For #K_a > 1#, the equilibrium lies to the right, meaning that the forward reaction is favored #-># a significant number of molecules ionize to produce hydrogen ions. This is what we see with strong acids, which ionize completely in aqueous solution.

For #K_a < 1#, the equilibrium lies to the left, meaning that the reverse reaction is favored #-># most of the molecules do not ionize to produce hydrogen ions. This is what we see with weak acids, which do not ionize completely in aqueous solution.

http://www.showme.com/search/?q=chemistry%20strong%20and%20weak%20acids

You can thus say that the smaller the value of #K_a#, the less ionized the acid and, consequently, the fewer hydrogen ions produced in solution.

For really small values of #K_a#, the equilibrium concentration of the hydrogen ions is very, very low compared to the initial concentration of the acid.

In other words, you can say that the smaller the value of #K_a#, the lower the equilibrium concentration of hydrogen ions.

In your case, you have

#1.0 * 10^(-3) > 1.0 * 10^(-4) > 1.0 * 10^(-6)#

#color(white)(aa)["H"^(+)]color(white)(aa) > color(white)(aa)["H"^(+)]color(white)(a) > color(white)(aa)["H"^(+)]#

The acid with the smallest #K_a# will thus have the lowest equilibrium concentration of hydrogen ions.

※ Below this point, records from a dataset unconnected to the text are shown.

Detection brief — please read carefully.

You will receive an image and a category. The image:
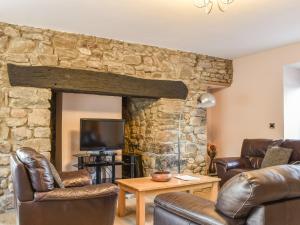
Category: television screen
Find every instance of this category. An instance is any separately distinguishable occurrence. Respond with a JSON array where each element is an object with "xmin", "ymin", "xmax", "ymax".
[{"xmin": 80, "ymin": 119, "xmax": 125, "ymax": 151}]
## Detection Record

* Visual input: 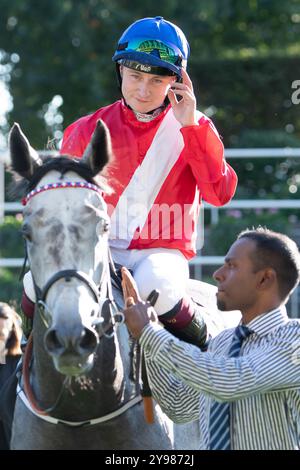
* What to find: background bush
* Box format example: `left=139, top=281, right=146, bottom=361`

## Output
left=0, top=216, right=23, bottom=307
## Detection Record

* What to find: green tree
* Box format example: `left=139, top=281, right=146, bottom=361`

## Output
left=1, top=1, right=300, bottom=226
left=0, top=0, right=299, bottom=146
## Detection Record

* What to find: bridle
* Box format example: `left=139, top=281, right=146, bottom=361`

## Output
left=22, top=180, right=124, bottom=336
left=18, top=179, right=142, bottom=425
left=35, top=266, right=124, bottom=339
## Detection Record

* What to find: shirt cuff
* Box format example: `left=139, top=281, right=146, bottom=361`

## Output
left=180, top=122, right=209, bottom=157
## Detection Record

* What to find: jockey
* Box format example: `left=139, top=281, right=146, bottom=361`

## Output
left=22, top=16, right=238, bottom=347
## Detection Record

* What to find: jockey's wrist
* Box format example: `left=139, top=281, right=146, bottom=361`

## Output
left=181, top=120, right=199, bottom=128
left=159, top=297, right=193, bottom=330
left=159, top=297, right=208, bottom=348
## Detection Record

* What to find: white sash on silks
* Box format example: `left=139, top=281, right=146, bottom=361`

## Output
left=109, top=109, right=201, bottom=249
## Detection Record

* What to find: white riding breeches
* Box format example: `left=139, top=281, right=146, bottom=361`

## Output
left=111, top=247, right=189, bottom=315
left=23, top=270, right=36, bottom=303
left=23, top=248, right=189, bottom=316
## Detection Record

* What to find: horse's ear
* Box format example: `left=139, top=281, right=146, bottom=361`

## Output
left=9, top=123, right=42, bottom=179
left=81, top=119, right=111, bottom=175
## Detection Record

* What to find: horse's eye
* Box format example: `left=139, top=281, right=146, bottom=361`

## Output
left=21, top=224, right=32, bottom=242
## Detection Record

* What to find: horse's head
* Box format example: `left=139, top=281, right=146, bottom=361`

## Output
left=9, top=121, right=113, bottom=376
left=0, top=302, right=22, bottom=360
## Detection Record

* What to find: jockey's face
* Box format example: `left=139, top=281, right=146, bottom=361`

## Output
left=120, top=65, right=176, bottom=113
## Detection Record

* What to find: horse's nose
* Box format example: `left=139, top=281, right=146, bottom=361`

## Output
left=44, top=326, right=98, bottom=356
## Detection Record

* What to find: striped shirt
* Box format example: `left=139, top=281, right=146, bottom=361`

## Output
left=140, top=306, right=300, bottom=450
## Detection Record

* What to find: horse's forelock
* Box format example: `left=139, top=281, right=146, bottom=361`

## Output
left=9, top=155, right=111, bottom=199
left=27, top=156, right=97, bottom=191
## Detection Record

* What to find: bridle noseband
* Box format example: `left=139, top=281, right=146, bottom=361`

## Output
left=36, top=266, right=124, bottom=339
left=40, top=270, right=100, bottom=304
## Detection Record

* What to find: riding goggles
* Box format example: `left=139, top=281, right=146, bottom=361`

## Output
left=115, top=39, right=183, bottom=67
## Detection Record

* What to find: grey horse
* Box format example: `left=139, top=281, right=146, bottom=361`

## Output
left=8, top=121, right=239, bottom=450
left=7, top=121, right=201, bottom=450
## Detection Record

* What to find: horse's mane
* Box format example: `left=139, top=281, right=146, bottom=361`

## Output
left=9, top=155, right=111, bottom=199
left=0, top=303, right=22, bottom=356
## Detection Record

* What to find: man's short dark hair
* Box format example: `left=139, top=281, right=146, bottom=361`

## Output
left=238, top=227, right=300, bottom=301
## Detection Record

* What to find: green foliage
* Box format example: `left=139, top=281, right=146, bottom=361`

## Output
left=0, top=215, right=23, bottom=257
left=0, top=216, right=23, bottom=306
left=191, top=56, right=300, bottom=148
left=190, top=54, right=300, bottom=199
left=203, top=210, right=297, bottom=256
left=0, top=267, right=22, bottom=307
left=0, top=0, right=299, bottom=147
left=231, top=156, right=300, bottom=199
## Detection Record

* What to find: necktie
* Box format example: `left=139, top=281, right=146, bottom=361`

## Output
left=209, top=325, right=252, bottom=450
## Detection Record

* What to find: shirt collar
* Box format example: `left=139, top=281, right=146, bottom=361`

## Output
left=120, top=99, right=170, bottom=126
left=245, top=306, right=289, bottom=336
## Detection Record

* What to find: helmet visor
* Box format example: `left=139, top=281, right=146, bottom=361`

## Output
left=116, top=38, right=183, bottom=67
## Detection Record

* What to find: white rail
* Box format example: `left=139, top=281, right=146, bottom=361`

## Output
left=225, top=148, right=300, bottom=158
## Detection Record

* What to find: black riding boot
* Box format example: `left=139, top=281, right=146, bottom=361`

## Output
left=159, top=297, right=208, bottom=350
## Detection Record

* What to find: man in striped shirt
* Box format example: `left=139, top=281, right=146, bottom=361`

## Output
left=123, top=227, right=300, bottom=450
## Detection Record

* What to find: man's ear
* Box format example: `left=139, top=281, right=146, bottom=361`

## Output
left=257, top=268, right=277, bottom=290
left=119, top=65, right=124, bottom=78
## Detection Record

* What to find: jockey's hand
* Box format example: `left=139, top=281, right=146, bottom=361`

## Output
left=122, top=267, right=158, bottom=339
left=167, top=69, right=199, bottom=127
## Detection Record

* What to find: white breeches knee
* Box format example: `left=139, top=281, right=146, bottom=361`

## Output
left=23, top=271, right=36, bottom=302
left=111, top=247, right=189, bottom=315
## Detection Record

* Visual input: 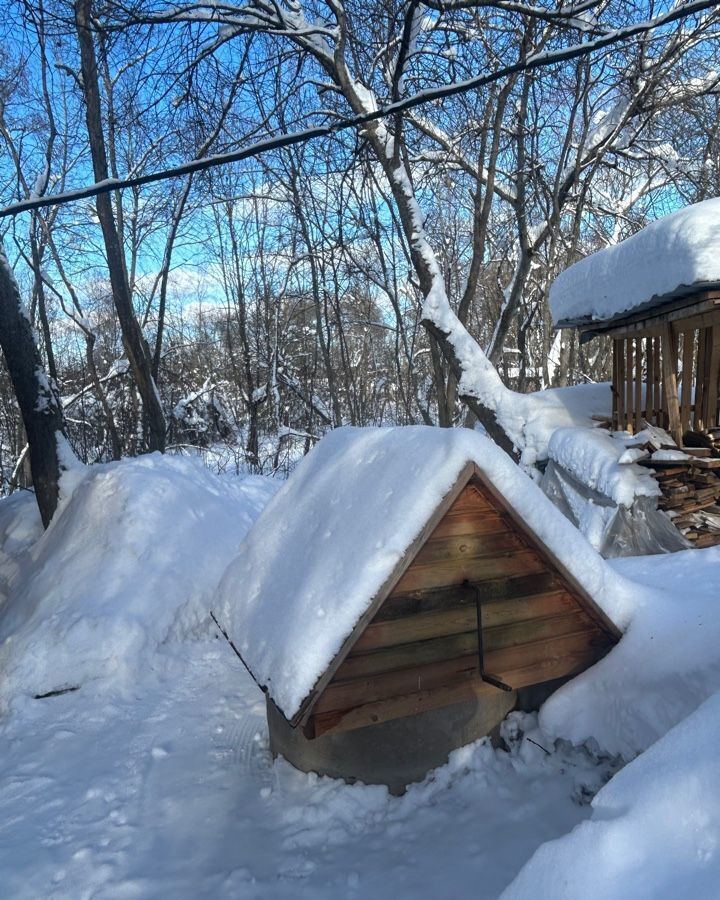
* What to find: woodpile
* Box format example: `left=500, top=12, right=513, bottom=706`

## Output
left=633, top=427, right=720, bottom=548
left=589, top=420, right=720, bottom=548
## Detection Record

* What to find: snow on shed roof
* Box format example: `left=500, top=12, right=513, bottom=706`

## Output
left=217, top=426, right=623, bottom=722
left=550, top=198, right=720, bottom=328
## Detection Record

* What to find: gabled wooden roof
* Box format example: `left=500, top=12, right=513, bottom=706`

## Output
left=216, top=427, right=623, bottom=724
left=295, top=465, right=621, bottom=732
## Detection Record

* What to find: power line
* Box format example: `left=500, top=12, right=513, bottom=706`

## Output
left=1, top=0, right=718, bottom=219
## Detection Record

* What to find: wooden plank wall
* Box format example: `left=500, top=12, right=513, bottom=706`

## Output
left=308, top=484, right=616, bottom=739
left=611, top=317, right=720, bottom=441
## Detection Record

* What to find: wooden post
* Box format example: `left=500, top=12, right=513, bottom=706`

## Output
left=656, top=334, right=664, bottom=428
left=625, top=338, right=634, bottom=432
left=696, top=327, right=710, bottom=431
left=646, top=335, right=654, bottom=422
left=706, top=325, right=720, bottom=430
left=661, top=323, right=682, bottom=446
left=617, top=338, right=626, bottom=430
left=634, top=337, right=643, bottom=433
left=680, top=330, right=694, bottom=436
left=612, top=339, right=621, bottom=429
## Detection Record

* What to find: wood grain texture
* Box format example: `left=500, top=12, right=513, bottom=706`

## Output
left=380, top=572, right=560, bottom=619
left=296, top=468, right=620, bottom=731
left=339, top=608, right=593, bottom=679
left=392, top=550, right=548, bottom=594
left=315, top=628, right=603, bottom=716
left=312, top=644, right=608, bottom=736
left=352, top=590, right=580, bottom=654
left=681, top=329, right=694, bottom=433
left=661, top=323, right=682, bottom=445
left=634, top=336, right=643, bottom=432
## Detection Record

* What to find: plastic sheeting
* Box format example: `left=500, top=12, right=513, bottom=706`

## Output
left=541, top=460, right=690, bottom=558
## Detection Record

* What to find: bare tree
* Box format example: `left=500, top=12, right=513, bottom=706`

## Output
left=74, top=0, right=166, bottom=451
left=0, top=244, right=68, bottom=526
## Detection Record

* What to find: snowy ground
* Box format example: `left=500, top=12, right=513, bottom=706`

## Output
left=0, top=642, right=612, bottom=900
left=1, top=453, right=719, bottom=899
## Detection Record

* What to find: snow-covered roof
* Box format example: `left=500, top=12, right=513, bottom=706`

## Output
left=218, top=426, right=621, bottom=723
left=550, top=198, right=720, bottom=327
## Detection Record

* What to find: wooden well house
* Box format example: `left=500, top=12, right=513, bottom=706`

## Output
left=220, top=427, right=620, bottom=791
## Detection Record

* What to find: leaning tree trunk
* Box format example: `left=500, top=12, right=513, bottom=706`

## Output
left=0, top=246, right=67, bottom=527
left=74, top=0, right=166, bottom=452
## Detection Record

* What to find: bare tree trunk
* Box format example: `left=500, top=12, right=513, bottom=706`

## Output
left=74, top=0, right=166, bottom=452
left=0, top=247, right=68, bottom=527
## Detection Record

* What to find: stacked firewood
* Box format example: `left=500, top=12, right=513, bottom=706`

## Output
left=589, top=419, right=720, bottom=546
left=598, top=421, right=720, bottom=548
left=649, top=464, right=720, bottom=548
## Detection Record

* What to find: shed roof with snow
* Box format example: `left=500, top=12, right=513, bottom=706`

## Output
left=218, top=426, right=620, bottom=744
left=550, top=198, right=720, bottom=331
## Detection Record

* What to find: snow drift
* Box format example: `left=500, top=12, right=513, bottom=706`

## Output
left=0, top=454, right=276, bottom=710
left=503, top=690, right=720, bottom=900
left=539, top=546, right=720, bottom=757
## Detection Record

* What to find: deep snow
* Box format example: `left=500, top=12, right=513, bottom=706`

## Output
left=550, top=197, right=720, bottom=325
left=1, top=451, right=720, bottom=899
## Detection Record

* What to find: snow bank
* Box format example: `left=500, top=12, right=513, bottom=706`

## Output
left=547, top=427, right=659, bottom=508
left=538, top=546, right=720, bottom=758
left=550, top=198, right=720, bottom=325
left=0, top=491, right=42, bottom=557
left=218, top=425, right=629, bottom=721
left=502, top=690, right=720, bottom=900
left=0, top=455, right=276, bottom=709
left=519, top=382, right=612, bottom=466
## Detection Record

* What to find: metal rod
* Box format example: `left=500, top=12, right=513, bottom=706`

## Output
left=466, top=582, right=513, bottom=693
left=210, top=610, right=267, bottom=694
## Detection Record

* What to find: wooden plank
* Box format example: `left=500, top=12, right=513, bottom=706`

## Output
left=706, top=325, right=720, bottom=429
left=617, top=337, right=626, bottom=429
left=696, top=327, right=710, bottom=430
left=687, top=457, right=720, bottom=470
left=646, top=334, right=655, bottom=421
left=427, top=510, right=513, bottom=540
left=382, top=571, right=560, bottom=618
left=450, top=485, right=496, bottom=513
left=680, top=329, right=694, bottom=435
left=612, top=339, right=621, bottom=428
left=392, top=549, right=547, bottom=594
left=316, top=627, right=604, bottom=715
left=471, top=473, right=622, bottom=640
left=412, top=531, right=527, bottom=567
left=665, top=308, right=720, bottom=337
left=291, top=461, right=479, bottom=727
left=634, top=336, right=643, bottom=432
left=625, top=337, right=634, bottom=431
left=594, top=291, right=720, bottom=338
left=606, top=306, right=720, bottom=340
left=654, top=333, right=663, bottom=427
left=353, top=591, right=581, bottom=655
left=339, top=608, right=593, bottom=681
left=661, top=323, right=682, bottom=445
left=313, top=644, right=610, bottom=736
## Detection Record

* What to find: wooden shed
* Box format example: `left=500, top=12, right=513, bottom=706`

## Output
left=550, top=200, right=720, bottom=450
left=568, top=288, right=720, bottom=448
left=218, top=427, right=620, bottom=791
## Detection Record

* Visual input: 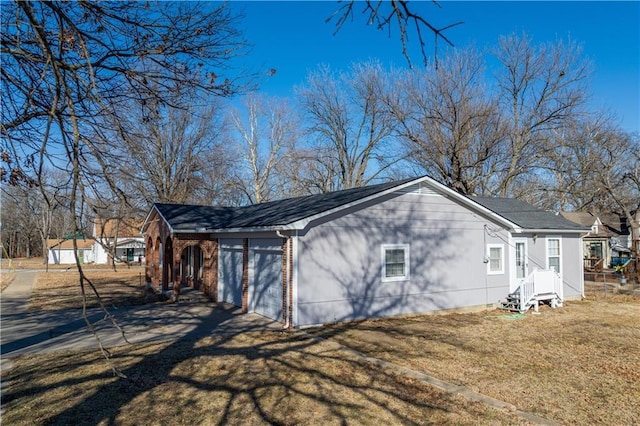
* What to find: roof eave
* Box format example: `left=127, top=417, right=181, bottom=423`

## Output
left=520, top=228, right=591, bottom=234
left=286, top=176, right=522, bottom=231
left=174, top=225, right=290, bottom=235
left=141, top=204, right=175, bottom=235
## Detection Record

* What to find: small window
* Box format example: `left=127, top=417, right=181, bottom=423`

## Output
left=381, top=244, right=410, bottom=282
left=547, top=238, right=561, bottom=273
left=487, top=244, right=504, bottom=275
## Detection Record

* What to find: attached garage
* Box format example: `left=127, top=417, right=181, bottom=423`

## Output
left=218, top=239, right=244, bottom=307
left=143, top=177, right=588, bottom=329
left=250, top=239, right=284, bottom=321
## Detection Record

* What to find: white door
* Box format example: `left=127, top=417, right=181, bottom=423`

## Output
left=514, top=239, right=528, bottom=286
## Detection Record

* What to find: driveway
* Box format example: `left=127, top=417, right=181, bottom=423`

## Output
left=0, top=270, right=281, bottom=371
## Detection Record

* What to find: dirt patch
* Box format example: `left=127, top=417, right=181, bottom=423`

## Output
left=30, top=269, right=151, bottom=311
left=310, top=298, right=640, bottom=425
left=0, top=332, right=526, bottom=425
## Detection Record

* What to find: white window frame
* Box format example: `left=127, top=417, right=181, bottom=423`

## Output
left=381, top=244, right=410, bottom=282
left=546, top=237, right=562, bottom=275
left=487, top=244, right=504, bottom=275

Keep in mind that all three acids will have equilibrium concentrations of hydrogen ions that are lower than the initial concentration of the acid, but the acid with the smallest value of #K_a# will have the lowest concentration.

In fact, you could probably use this approximation

#["HA"]_ "initial" - ["H"^(+)] ~~ ["HA"]_ "initial"#

for all three acids, but this approximation will hold best, i.e. it will be most valid, for the acid with the smallest value of #K_a#.